La valutazione della salute del paziente e il confronto con la situazione iniziale è facilitata dal fatto che nel corso del riesame si fanno anche gli stessi test fatti nel corso della prima visita. Da questo confronto possono scaturire potenzialmente quattro scenari:
1-Il paziente si sente meglio e gli esami oggettivi lo dimostrano.
2-Il paziente non si sente molto meglio mentre invece gli esami oggettivi dimostrano un miglioramente importante.
3-Il paziente si sente meglio mentre invece gli esami oggettivi non dimostrano un miglioramento importante.
4-Il paziente non si sente granchè meglio e gli esami oggettivi non dimostrano grandi miglioramenti.
Prima di proseguire con la descrizione e spiegazione del riesame è importante ricordare che il 90% dei pazienti che viene accettato allo Studio Cecchi e che segue le raccomandazioni del dottore, al riesame presenta il primo scenario, cioè si sente meglio e gli esami oggettivi lo dimostrano.

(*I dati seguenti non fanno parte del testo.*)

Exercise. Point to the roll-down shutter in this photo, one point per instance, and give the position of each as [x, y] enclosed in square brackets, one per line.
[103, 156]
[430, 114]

Da un punto di vista oggettivo gli scenari sono presentati dal migliore al peggiore, tuttavia il paziente spesso preferisce il 3 al 2 perchè nella nostra società siamo abituati a dare maggiore importanza a come ci sentiamo piuttosto che a come funzioniamo. Questo fatto è uno dei motivi per cui è importante fare il Riesame. Un altro motivo per cui è importante fare il Riesame è il fatto che, come già detto nella sezione "La Prima Visita", il corpo umano presenta spesso variabili imponderabili che non possono essere quantificate da nessuna disciplina medica, per cui, una valutazione oggettiva che ripeta gli esami e i test fatti nel corso della prima visita, aiuta moltissimo a capire cosa fare e come continuare con le visite per poter consolidare i miglioramenti ottenuti ed eventualmente continuare il cammino verso il funzionamento ottimale.